Caregivers provide the majority of care for people who need help with activities of daily living, such as bathing, eating, and taking medications, as well as managing household finances (Pandya, 2005). Sixty percent of caregivers are women, and 65% of care recipients are also women. The typical caregiver is 48 years old and cares for a woman in her family. Most caregivers live in close proximity to the person for whom they provide care, and 25% of caregivers report living in the same household as the care recipient. However, more than half of care recipients live in their own homes, and about 25% live alone. Seventy‐nine percent of care recipients are 50 years of age or older and require care because of old age and diseases such as cancer, diabetes, heart disease, and Alzheimer disease (National Family Caregivers Association, n.d.; Pandya).

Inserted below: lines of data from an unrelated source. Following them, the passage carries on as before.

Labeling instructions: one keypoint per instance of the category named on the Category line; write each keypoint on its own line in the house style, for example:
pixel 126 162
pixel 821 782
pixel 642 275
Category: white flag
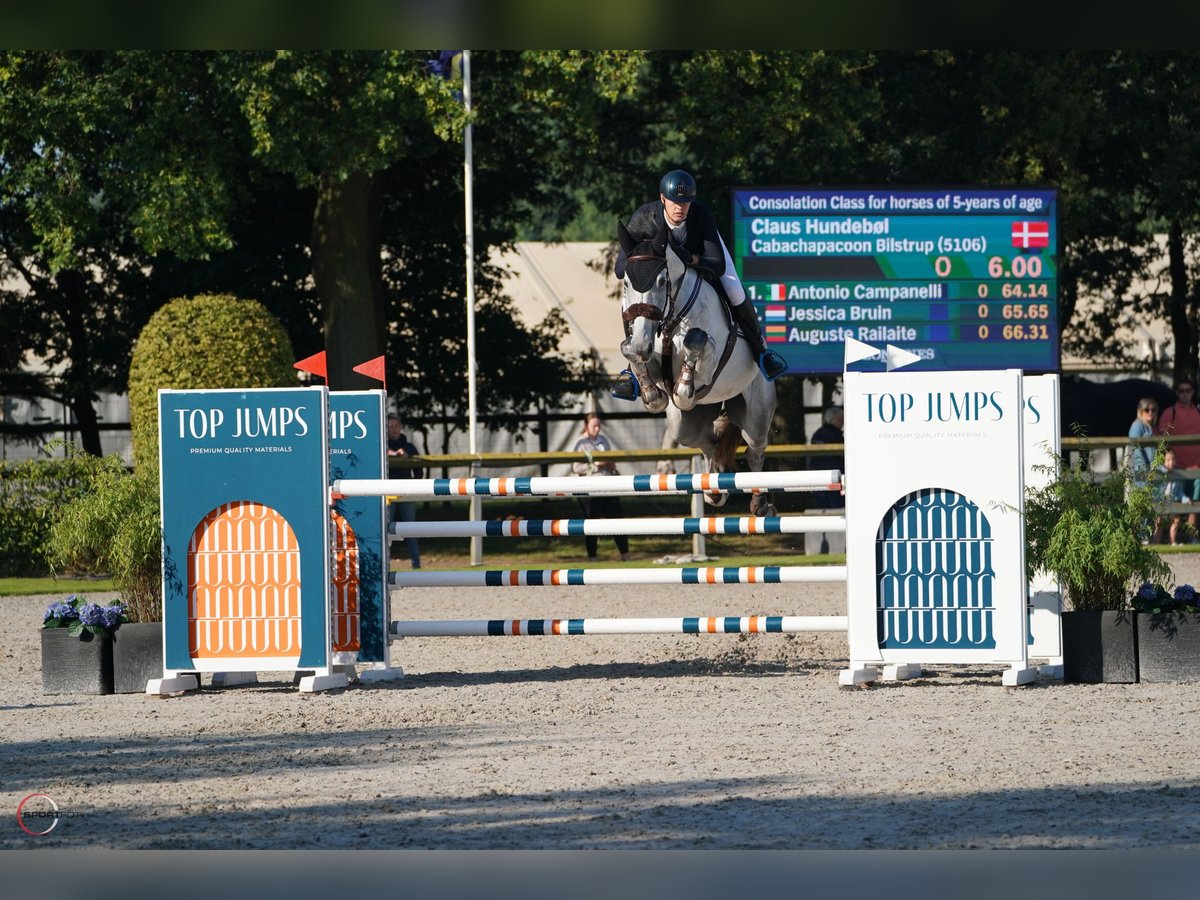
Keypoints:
pixel 858 351
pixel 899 357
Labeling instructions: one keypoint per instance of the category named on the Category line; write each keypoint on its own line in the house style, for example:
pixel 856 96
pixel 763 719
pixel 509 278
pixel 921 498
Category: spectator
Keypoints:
pixel 599 505
pixel 831 432
pixel 1183 418
pixel 403 510
pixel 1173 492
pixel 1141 456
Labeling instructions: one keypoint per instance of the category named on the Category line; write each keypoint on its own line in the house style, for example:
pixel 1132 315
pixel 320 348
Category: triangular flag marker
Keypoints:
pixel 858 351
pixel 373 369
pixel 898 357
pixel 315 364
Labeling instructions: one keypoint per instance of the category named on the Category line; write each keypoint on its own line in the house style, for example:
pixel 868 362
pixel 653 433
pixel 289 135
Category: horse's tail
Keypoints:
pixel 729 438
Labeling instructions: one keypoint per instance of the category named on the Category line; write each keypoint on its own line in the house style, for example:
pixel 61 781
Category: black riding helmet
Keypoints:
pixel 678 186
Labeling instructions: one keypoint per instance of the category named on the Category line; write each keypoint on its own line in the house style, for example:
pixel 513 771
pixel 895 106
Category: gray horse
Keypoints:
pixel 684 351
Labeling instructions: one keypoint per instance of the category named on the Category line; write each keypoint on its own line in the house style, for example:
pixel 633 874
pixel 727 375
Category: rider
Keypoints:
pixel 693 231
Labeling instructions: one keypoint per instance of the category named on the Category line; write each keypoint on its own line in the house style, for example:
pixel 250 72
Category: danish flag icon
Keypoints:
pixel 1031 234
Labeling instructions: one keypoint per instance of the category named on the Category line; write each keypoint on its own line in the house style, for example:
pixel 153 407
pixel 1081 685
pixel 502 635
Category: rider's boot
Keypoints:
pixel 625 387
pixel 771 364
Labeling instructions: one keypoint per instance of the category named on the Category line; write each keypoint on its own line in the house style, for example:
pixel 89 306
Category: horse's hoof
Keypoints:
pixel 654 402
pixel 684 401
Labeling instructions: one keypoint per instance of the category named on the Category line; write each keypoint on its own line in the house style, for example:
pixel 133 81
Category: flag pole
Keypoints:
pixel 477 504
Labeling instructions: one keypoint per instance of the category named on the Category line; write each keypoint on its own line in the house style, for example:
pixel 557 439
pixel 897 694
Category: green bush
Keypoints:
pixel 112 528
pixel 202 342
pixel 30 493
pixel 1090 529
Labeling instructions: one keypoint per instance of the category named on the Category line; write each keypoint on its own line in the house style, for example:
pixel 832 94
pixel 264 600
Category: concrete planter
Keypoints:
pixel 1169 647
pixel 1099 646
pixel 137 657
pixel 76 665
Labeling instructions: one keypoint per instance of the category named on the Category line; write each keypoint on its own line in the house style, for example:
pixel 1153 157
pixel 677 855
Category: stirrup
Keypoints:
pixel 772 365
pixel 625 388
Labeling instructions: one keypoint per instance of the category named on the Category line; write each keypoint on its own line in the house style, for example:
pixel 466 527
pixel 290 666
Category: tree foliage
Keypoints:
pixel 202 343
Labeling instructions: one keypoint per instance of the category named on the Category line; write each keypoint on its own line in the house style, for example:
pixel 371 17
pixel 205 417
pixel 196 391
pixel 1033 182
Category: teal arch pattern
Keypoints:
pixel 934 574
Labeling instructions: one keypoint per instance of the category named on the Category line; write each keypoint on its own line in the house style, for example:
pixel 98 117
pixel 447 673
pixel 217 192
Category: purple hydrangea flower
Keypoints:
pixel 91 615
pixel 113 616
pixel 60 610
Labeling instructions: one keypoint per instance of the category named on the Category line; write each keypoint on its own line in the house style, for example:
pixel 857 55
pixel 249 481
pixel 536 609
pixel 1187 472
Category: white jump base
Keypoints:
pixel 571 577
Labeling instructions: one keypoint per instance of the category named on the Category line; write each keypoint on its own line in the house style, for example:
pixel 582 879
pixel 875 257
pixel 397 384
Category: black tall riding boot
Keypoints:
pixel 625 387
pixel 771 364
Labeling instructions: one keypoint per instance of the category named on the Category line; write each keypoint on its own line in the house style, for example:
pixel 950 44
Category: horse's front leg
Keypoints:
pixel 639 351
pixel 697 353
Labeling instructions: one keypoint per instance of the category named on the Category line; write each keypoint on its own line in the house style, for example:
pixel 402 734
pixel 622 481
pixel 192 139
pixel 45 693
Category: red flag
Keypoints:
pixel 372 369
pixel 315 364
pixel 1031 234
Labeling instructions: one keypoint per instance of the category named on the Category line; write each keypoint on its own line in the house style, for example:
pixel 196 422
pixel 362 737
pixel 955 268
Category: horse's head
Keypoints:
pixel 653 275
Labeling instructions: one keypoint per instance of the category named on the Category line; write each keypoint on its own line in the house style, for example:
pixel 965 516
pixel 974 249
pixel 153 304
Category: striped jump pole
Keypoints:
pixel 575 527
pixel 538 486
pixel 687 575
pixel 682 625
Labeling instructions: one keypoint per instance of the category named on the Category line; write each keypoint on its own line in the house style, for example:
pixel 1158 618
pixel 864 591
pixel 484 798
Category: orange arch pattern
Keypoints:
pixel 346 586
pixel 243 585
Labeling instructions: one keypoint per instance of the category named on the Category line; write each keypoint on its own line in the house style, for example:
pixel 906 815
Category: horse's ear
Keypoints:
pixel 624 238
pixel 676 265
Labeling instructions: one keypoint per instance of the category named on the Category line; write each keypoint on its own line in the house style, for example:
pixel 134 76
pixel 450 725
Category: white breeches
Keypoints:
pixel 730 281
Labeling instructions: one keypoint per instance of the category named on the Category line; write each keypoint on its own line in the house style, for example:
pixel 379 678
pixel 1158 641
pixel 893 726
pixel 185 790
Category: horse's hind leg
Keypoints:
pixel 754 412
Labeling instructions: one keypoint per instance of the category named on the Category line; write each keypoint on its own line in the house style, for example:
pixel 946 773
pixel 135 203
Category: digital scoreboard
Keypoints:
pixel 966 279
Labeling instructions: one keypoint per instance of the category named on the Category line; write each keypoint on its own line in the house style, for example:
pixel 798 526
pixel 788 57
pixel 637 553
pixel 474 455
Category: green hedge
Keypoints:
pixel 199 343
pixel 31 492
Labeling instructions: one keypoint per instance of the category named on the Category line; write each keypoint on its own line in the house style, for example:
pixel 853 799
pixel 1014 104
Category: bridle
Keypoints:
pixel 646 311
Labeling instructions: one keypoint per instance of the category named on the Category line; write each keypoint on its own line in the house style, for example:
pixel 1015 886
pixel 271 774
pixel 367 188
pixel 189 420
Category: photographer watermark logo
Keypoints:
pixel 37 815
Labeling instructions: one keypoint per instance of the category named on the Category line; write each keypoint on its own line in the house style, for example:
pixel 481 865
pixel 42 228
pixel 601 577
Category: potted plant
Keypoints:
pixel 1168 634
pixel 1091 529
pixel 77 646
pixel 113 528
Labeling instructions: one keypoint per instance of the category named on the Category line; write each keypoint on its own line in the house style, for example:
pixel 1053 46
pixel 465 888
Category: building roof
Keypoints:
pixel 571 279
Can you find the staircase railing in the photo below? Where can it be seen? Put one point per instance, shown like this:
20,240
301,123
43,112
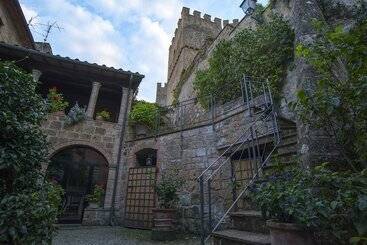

Caregiving takes an economic toll on families. Women who are family caregivers are 2.5 times more likely than noncaregivers to live in poverty and are 5 times more likely to receive Supplemental Security Income (Donato & Wakabayashi, 2005). Families with one disabled member have median incomes 15% lower than families without a disabled member (Wang, 2000). In every state, the poverty rate is higher among families of people with a disability (Arno, 2006). Out‐of‐pocket medical expenses for a family with a disabled member who needs help with activities of daily living are more than 2.5% greater than for a family without a disabled member (Altman, Cooper, & Cunningham, 1999). In 2000, the average family caregiver who worked lost $109 per day in wages and health benefits because of the need to provide full‐time care at home (Stucki & Mulvey, 2000).

Economic hardship is not the only concern for caregivers. Elderly caregivers are often coping with their own chronic illnesses. The added stress related to caregiving has been reported to increase their mortality rate by 63% compared to their noncaregiving peers (Schulz & Beach, 1999). The stress of giving care to family members with dementia has been shown to affect the caregiver's immune system. The effect can last for up to 3 years after the care ends, putting the caregiver at an increased risk of developing a chronic illness, such as depression or heart disease (Kiecolt‐Glaser et al., 1987). Family caregivers who provide care for 36 or more hours per week are more likely than noncaregivers to experience symptoms of depression or anxiety. For spouses, the rate is 6 times higher; for those caring for a parent, the rate is 2 times higher than for noncaregivers (Cannuscio et al., 2002). Lastly, family caregivers experiencing extreme stress from caregiving have been shown to age prematurely. The high level of stress can decrease a family caregiver's life expectancy by 10 years (Arno, 2006).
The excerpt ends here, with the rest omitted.